Music can also have a meaning for the setting where it is best played. “Redbone” by Childish Gambino is, in my opinion, not a good song to play in the car, but it’s fantastic if you’re sitting in class working on something. “The Blonde” by TV Girl is much better in the car. I love listening to “Bonfire” by Childish Gambino in the hallway—it boosts my confidence while walking. “Working for the Knife” by Mitski is excellent anywhere.
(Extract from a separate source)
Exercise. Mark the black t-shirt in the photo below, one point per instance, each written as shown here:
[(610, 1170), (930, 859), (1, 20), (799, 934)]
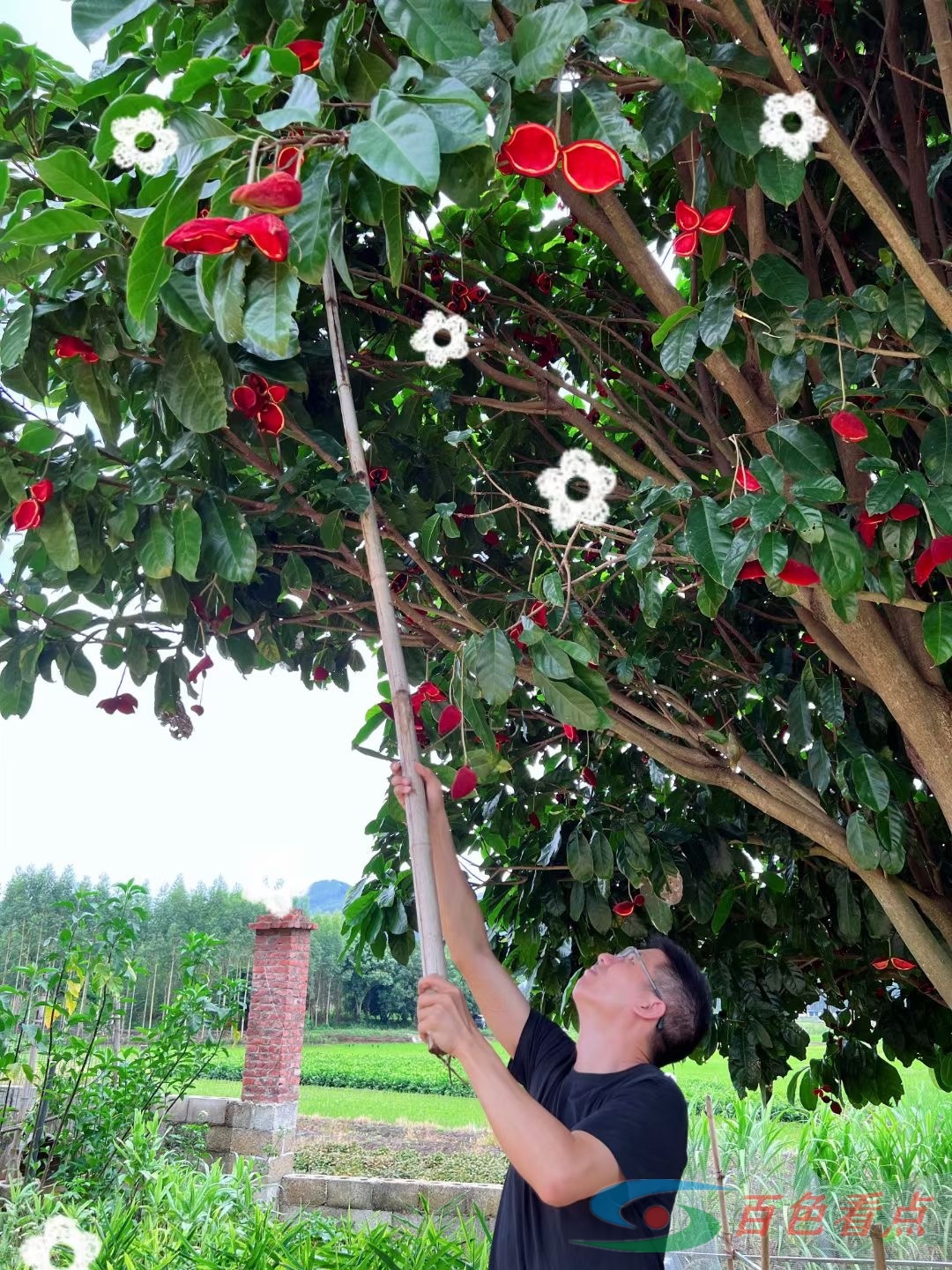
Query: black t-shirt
[(641, 1117)]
I really can’t imagine my life without music. I think about how much fun I’ll have showing my kids what music I listened to in high school. The song I think specifically about sharing is “Hell ‘n Back” by Bakar—it’s always the song I’ve imagined showing them. I feel like it’s my ultimate “junior” song. It was playing when I was asked to homecoming. I played it in moments of happiness during the entire school year. It’s been one of my favorite songs for a very long time.
I’m excited to see how my music taste changes through the years. I wonder all the time if I’ll go do something with my talent on the piano. The unpredictability of it all shows how music forces you to stay in the moment, which may be the most positive thing of all.

Each and every day, I thank my dad for helping me learn how to connect my emotion to music, and therefore for helping me become a better musician.

If you’re a musician too, I know how hard it can be. You’re constantly practicing and sometimes feel like you’re not good enough. You are not alone. But when I remembered why I’m really playing, the stress eased up, and it got better. I was able to work hard on my music, but instead of hating myself over a missed note or a finger strain, I embraced every note of music I played, with a kind heart towards myself. Once I listened to my emotions, once I really thought about how much I cared about music, I got better. There is a way to find passion in the music you play and listen to—you just have to search for it.